Dans le même temps, les arrestations continuent mardi en Iran, après les manifestations ayant défié la République islamique début janvier. Au moins 41.880 personnes ont été interpellées, et des milliers de protestataires tués, d'après les derniers chiffres de l'ONG basée aux Etats-Unis Human Rights Activists News Agency (HRANA).

Cette ONG, et d'autres de défense des droits humains, poursuivent leur travail de documentation de la répression, entravé par la coupure générale d'internet imposée depuis le 8 janvier.

Le président américain lui souffle le chaud et le froid: lundi, le porte-avions Abraham Lincoln, accompagné de son escorte, est arrivé dans le Golfe.

Donald Trump a prévenu que les Etats-Unis avaient "une grande armada près de l'Iran. Plus grande qu'au Venezuela", en référence à l'opération américaine de capture du chef d'Etat vénézuélien Nicolas Maduro début janvier.

Mais a-t-il ajouté, dans cet entretien avec le média américain Axios, "ils veulent passer un accord. Je le sais. Ils ont appelé à de nombreuses reprises.
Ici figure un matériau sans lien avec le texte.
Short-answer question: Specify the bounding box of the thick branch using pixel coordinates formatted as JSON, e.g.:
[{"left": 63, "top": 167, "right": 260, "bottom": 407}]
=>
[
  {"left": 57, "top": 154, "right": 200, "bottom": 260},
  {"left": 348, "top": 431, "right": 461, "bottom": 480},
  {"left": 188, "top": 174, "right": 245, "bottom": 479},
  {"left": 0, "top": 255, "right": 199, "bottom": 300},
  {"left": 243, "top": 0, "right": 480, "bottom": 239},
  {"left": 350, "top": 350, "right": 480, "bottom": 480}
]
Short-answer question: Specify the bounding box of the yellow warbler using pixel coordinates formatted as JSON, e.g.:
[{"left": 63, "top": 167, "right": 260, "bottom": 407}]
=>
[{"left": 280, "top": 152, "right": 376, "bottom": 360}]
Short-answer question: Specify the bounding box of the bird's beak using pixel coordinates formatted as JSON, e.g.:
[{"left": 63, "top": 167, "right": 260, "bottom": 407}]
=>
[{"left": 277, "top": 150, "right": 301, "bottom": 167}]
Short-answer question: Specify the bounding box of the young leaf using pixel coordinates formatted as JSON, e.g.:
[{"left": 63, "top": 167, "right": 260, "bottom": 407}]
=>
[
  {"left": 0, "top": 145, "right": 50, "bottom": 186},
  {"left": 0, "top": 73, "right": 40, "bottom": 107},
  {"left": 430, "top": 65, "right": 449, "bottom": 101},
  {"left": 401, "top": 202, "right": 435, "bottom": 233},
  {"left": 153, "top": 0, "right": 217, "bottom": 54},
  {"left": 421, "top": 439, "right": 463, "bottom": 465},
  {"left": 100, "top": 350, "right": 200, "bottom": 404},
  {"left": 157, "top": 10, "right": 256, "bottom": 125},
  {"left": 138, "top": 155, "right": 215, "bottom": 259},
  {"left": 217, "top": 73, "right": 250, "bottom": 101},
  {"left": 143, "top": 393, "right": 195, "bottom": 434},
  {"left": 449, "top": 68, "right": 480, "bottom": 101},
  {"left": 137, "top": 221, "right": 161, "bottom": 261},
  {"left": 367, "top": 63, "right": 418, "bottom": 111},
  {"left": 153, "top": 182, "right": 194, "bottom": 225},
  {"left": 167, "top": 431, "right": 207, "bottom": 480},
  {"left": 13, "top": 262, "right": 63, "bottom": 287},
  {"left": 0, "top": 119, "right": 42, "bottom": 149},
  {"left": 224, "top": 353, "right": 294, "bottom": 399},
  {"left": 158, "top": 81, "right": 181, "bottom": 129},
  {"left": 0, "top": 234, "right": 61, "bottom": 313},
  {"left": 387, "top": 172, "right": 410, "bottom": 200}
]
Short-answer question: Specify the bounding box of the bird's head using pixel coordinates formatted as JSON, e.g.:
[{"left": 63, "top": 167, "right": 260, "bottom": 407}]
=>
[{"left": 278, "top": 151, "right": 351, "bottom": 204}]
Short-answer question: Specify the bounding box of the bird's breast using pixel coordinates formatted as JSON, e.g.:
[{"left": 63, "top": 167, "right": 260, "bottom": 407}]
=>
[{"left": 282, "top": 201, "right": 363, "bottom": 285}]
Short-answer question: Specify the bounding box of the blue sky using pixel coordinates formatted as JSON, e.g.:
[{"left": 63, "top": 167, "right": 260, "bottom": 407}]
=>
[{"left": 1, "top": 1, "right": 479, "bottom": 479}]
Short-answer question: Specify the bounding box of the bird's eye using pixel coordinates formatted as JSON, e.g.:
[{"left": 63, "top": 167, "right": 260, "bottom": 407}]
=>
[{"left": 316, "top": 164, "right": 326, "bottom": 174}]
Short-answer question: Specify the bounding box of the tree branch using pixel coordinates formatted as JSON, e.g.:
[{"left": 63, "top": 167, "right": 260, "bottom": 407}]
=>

Ils veulent parler".

"S'ils veulent nous contacter, et ils connaissent les conditions, alors nous discuterons", a ensuite affirmé un haut responsable américain à des journalistes, selon Axios.

Les analystes estiment que les options envisagées - que Donald Trump n'a pas voulu détailler à Axios - incluent des bombardements de sites militaires, ou des frappes ciblées contre des dirigeants.

Risque "d'instabilité" 

Selon le New York Times, les renseignements américains ont assuré à Donald Trump que le pouvoir iranien "s'affaiblissait", voire était "au plus faible" depuis la fondation de la République islamique en 1979.

L'influent sénateur républicain, Lindsey Graham, a dit au quotidien américain avoir parlé au président ces derniers jours: "l'objectif est de mettre fin au régime", a-t-il assuré.

Côté iranien, Téhéran a déjà signalé qu'un canal de communication était ouvert avec Washington.

Mais dans un appel mardi avec le prince héritier saoudien, Mohammed ben Salmane, allié des Etats-Unis, le président Massoud Pezeshkian a averti que les "menaces des Américains (...)  n'aboutiraient à rien d'autre qu'à de l'instabilité pour eux".

Le prince héritier "a indiqué que le Royaume ne permettrait pas que son espace aérien ou son territoire soient utilisés pour des actions militaires contre l'Iran", a insisté le ministère saoudien des Affaires étrangères dans un communiqué.

Mohammad Akbarzadeh, un haut responsable des forces navales des Gardiens de la Révolution, armée idéologique de la République islamique, a menacé d'un blocage par l'Iran du stratégique détroit d'Ormuz, passage clé pour le transport mondial de pétrole et gaz naturel liquéfié.

L'Iran considérera les pays voisins comme "hostiles" si leur territoire est utilisé pour le frapper, a-t-il aussi averti, alors que Ryad et Abou Dhabi ont déjà assuré qu'ils n'autoriseraient pas un tel usage de leurs territoires.

Donald Trump "décidera ce qu'il décide" mais dans tous les cas "si l'Iran commet une erreur et nous attaque, il y aura une riposte qu'il ne peut même pas imaginer", a de son côté affirmé le Premier ministre israélien, Benjamin Netanyahu.

"Aveux" et chasse aux blessés 

Si le mouvement de contestation s'est essoufflé, le bilan de la répression lui n'est toujours pas connu.

HRANA a annoncé mardi avoir vérifié la mort de 6.126 personnes, dont 5.777 manifestants, mais enquête toujours sur quelque 17.000 autres décès potentiels. Et accuse à nouveau les autorités de pourchasser les blessés jusque dans les hôpitaux, malgré les dénégations du ministère de la Santé.

Le bilan total jusque là annoncé par les autorités iraniennes est de 3.117 morts, dont 2.427 sont, selon elles, des membres des forces de sécurité ou des passants.

La chaîne d'opposition Iran International, basée à l'étranger, a recensé pour sa part plus de 36.500 personnes tuées, citant notamment des documents classifiés et des sources sécuritaires.

L'ONG Iran Human Rights (IHR), basée en Norvège, affirme avoir vérifié la mort de 3.428 manifestants, mais dit craindre un bilan dépassant les 25.000 morts.

En France, le nom de domaine du site de l'association Iran Justice, qui documente l'état des droits humains en Iran, a été racheté et diffuse désormais du "contenu pro-régime" de Téhéran, a dénoncé mardi à l'AFP sa présidente Chirinne Ardakani.

Elle a pointé une opération de "propagande orchestrée selon toute vraisemblance par des agents iraniens".